As with everything Keller says, this feels like a trap. Maybe I wasn’t supposed to enter her hospital room. Maybe I’ve inadvertently broken another law. I look to Sarah, and she seems to understand.

“Thanks to Benny,” Sarah says, pointedly, “it looks like she’s gonna be okay.”

Keller nods down at the table. “I’m glad to hear it. Very glad.” She turns, like she’s about to leave, but then stops. “One thing.”

I exchange a wary glance with Sarah.

“My team was able to geotag those social media posts. From your number-one fan.”

My head snaps back. “Could you have done this all along? When we first started complaining?”

“That’s the thing,” Keller says. “There were no complaints in the system. Not one.”

“What are you talking about? Xander filed multiple times. Online and in person.”

“Did he ever show you proof?”

The blood slows in my veins. “What are you saying?”

“I’m saying, most of those geotags match Joy and Xander’s house.”

Sarah connects the dots first. “It was Xander?”

“But—” I shake my head. “He was in some of the photos.”

“He was,” Keller says. “And he paid for those. We found transactions linking him to three separate paparazzi. Turns out he had the same very specific instructions for all of them: to not be seen, and to make sure he was occasionally photographed alongside her. He told them it was to drum up interest for a project you were working on.” Noting our slack jaws, Keller adds, “He took quite a few as well. We’ve traced those to his phone and browsing history.

He didn’t do much to conceal his actions beyond hitting the delete button. ”

“Oh my god.” I don’t want to believe it, even as I absolutely believe it. “Was Ted one of the paps he paid? Or Emil?”

Keller shakes her head. “Apart from the video Ted posted in August, we’ve got nothing tying either of them to any published images of Joy prior to her disappearance. Ted even claims he saw Xander sneaking a few photos in the supermarket once. Says they showed up online later that day.”

My eye twitches at the memory of my neighbor trying to tell me this. “But—but what about the hug?”

“The what?”

I remind her about the picture outside my Zen Den, the picture Joy wrote about in her memoir.

“Ah. Right. Not Ted,” Keller says. “Xander paid a pretty penny for that one too.”

“But—” I refuse to accept it. “Then what was Quinn talking about?”

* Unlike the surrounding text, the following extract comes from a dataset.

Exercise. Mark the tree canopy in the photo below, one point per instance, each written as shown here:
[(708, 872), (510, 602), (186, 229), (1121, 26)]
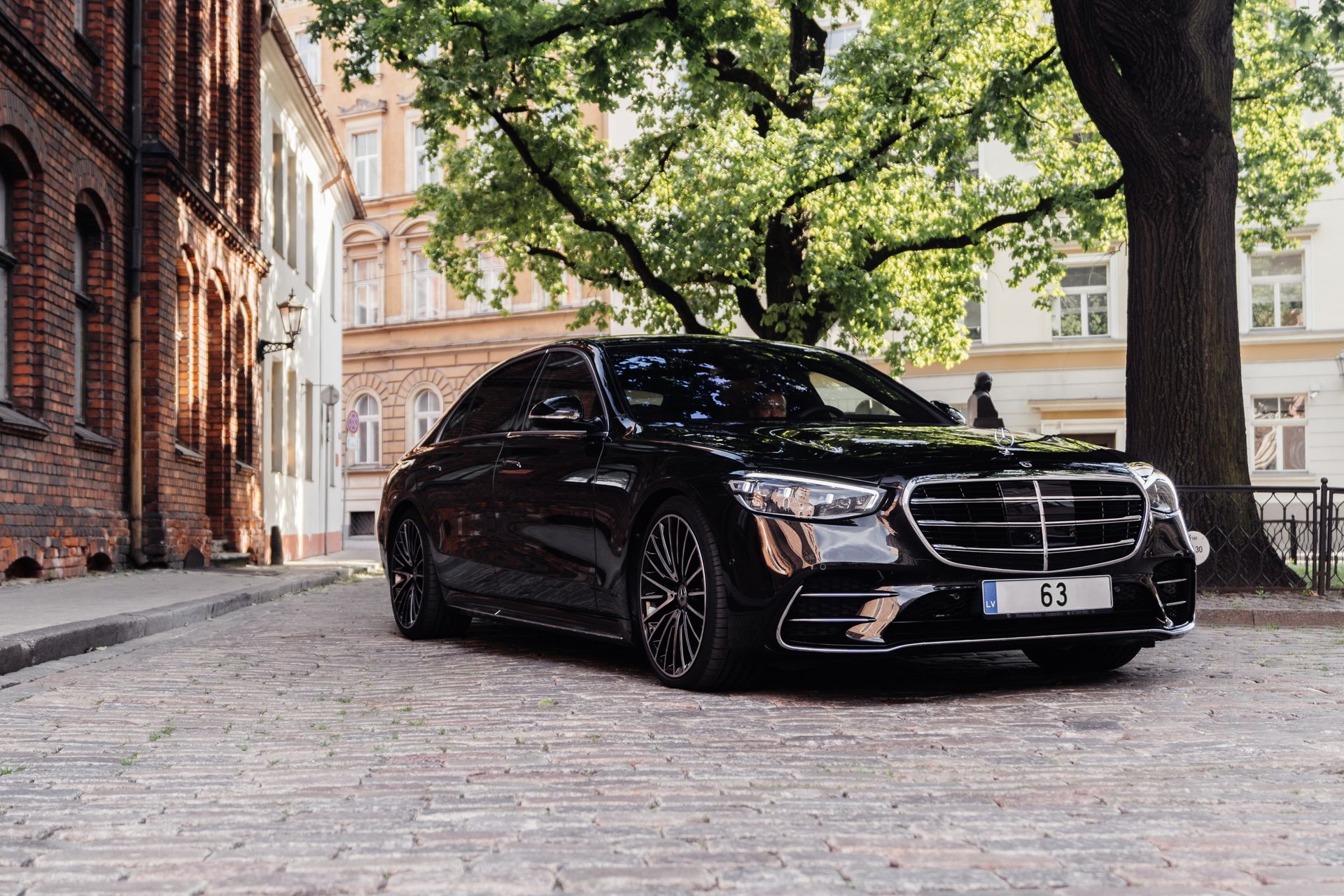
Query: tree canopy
[(806, 190)]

Keller doesn’t follow, so Sarah quickly recounts our conversation with Quinn at the bakery. That shit with Ted and Emil. “We thought it meant…” She grabs my arm. “When did those Shake Awake illnesses make the news?”

It takes me a second. “August.”

“So around the same time Ted took the viral video?”

“Just before,” I confirm with a nod. And then, recalling Ted’s adamant claim that he’d never met Emil before, I see where Sarah’s going with this. “That shit with Ted and that shit with Emil. The viral video and the Shake Awake scandal. Two separate things that happened around the same time.”

“Huh.” Sarah rests her chin on her palm.

“I can see why you were confused,” Keller says with a sigh.

It feels like a peace offering, this comment, this information, but I’m still angry with her, and I know she’s not done with us yet. “Is that all?”

She studies me for a second. Nods. “I’m glad you found your girl,” she says. And then leaves before I can respond.

Sarah drives me home when visiting hours are over.

The cameramen have thinned in the fading twilight, but based on their questions it’s clear the news hasn’t reached them yet.

A part of me wants to shout at the top of my lungs to the purple sky, “She’s alive!

Joy’s alive!” But then I see Ted. Even knowing what I know now, my feelings are still complicated. I decide they don’t deserve the scoop.

“You’re eventually going to have to make things right with him, you know,” my sister says, dishing out Mexican takeout.

“Maybe I’ll move.”

“Or maybe you can just buy him a new camera.”

“Maybe.” I unwrap my burrito and take a bite. For the first time in days I can taste what I’m eating.